Spirit Airlines’ abrupt shutdown this month was too abrupt under the law, a group of terminated employees allege in a proposed class-action lawsuit.
Their complaint, filed in U.S. Bankruptcy Court for the Southern District of New York, asserts that management misled its workforce about its prospects for staying in business and still owes employees back pay and benefits after going out of business.
The workers are six laid-off Spirit employees who seek to represent a class of approximately 17,000 people who were terminated when the airline ceased flying in the early morning hours of May 2. The lack of advance notice violated the federal Worker Adjustment and Retraining Notification Act, according to the complaint filed Tuesday.
News of the airline’s shutdown, the suit says, came from CEO David Davis in an email to employees stating the Dania Beach-based budget airline was immediately halting operations. Those left without jobs included more than 4,800 direct and indirect employees in South and Central Florida, according to a WARN notice the company belatedly filed with the state of Florida on May 4.
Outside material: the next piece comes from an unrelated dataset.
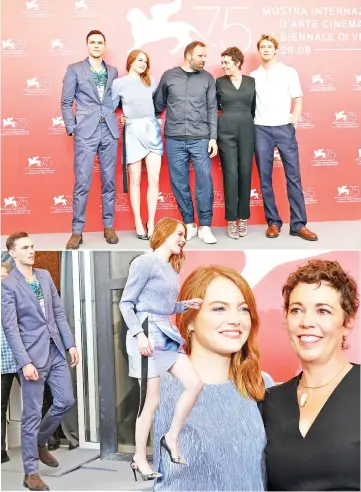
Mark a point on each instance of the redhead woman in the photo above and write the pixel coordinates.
(148, 301)
(223, 438)
(143, 139)
(313, 420)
The company shutdown announcement, the suit says, stated that employees would be paid “for hours worked through May 2, 2026.”
“However, to date, employees have not received their final paychecks, accrued vacation time, or unused sick time,” the suit alleges.
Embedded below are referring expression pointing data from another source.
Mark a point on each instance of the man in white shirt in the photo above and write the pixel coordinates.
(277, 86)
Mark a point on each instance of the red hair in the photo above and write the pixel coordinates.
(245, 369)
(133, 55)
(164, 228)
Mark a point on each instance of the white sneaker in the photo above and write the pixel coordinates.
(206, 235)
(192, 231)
A Spirit spokesperson said the company does not comment on litigation.
New York attorney Todd Duffy, who filed the suit late Tuesday on the employees’ behalf, did not immediately respond to a voicemail seeking comment.
The lawsuit was brought on behalf of five Spirit former employees who live in Florida and one in South Carolina. They held positions including software engineer, DOT compliance specialist, flight attendant, senior maintenance planner, heavy maintenance project manager, and senior software engineer.
All were terminated without cause and without prior notice, the suit says. The airline failed after filing for Chapter 11 bankruptcy protection in August 2025.
The suit suggests the airline made various positive statements about its prospects amid media reports that its end was near.
April assurances
“As recently as April 16, 2026, Spirit had advised its employees that it planned on continuing operations and that they should ignore the rumors that Spirit was near a termination point,” the suit says. “Plaintiffs and other similarly situated employees were reassured by Spirit and its senior executives, including Davis, through this statement of confidence. Spirit continued to disseminate positive misleading statements to employees and others, assuring them that normal operations would continue in the hours immediately prior to the announcement.”
The suit asserts that Spirit workers were “entitled” to advance written notice of their impending terminations 60 days ahead of the shutdown. That meant that under the federal WARN Act, the notices “should have been delivered to the workers [and others required by law] on or around the week of March 4, 2026.”
Spirit, in its WARN notice filed with the state after the shutdown, said it had good reasons to delay word of its possible closure: The airline was still negotiating with its lenders and the U.S. Government for more financial help.
“Issuing a notice would have materially and adversely impacted” the airline’s ability to raise capital, a company official said in the filing.
In a note to employees that was attached to the WARN notice, Spirit said: “We regret that we are not able to give you more notice of your layoff. We were not able to do so because the company was actively seeking capital to avoid these layoffs and closures, and notice would have precluded the company from obtaining the capital needed.”
Retention bonuses
The suit also takes issue with the company’s request of the bankruptcy court to approve millions in retention bonuses for senior executives and others to help wind down the airline’s operations.
After its efforts to reorganize failed, the suit asserts, “Spirit pivoted to a wind-down, shut down operations, and proposed retention and bonus programs to maintain a skeleton workforce and compensate remaining employees during liquidation. Spirit requested authority to pay up to $10.7 million in retention bonuses to non-management employees. Spirit also sought approval of a revised, one-time retention bonus plan specifically for three unidentified senior executives.”
Company statements filed with the court indicated the airline still needed up to 130 people who were familiar with Spirit’s operations to help complete the process of closing the business.
No hearing on the proposed class action has been set by the bankruptcy court as of late Wednesday.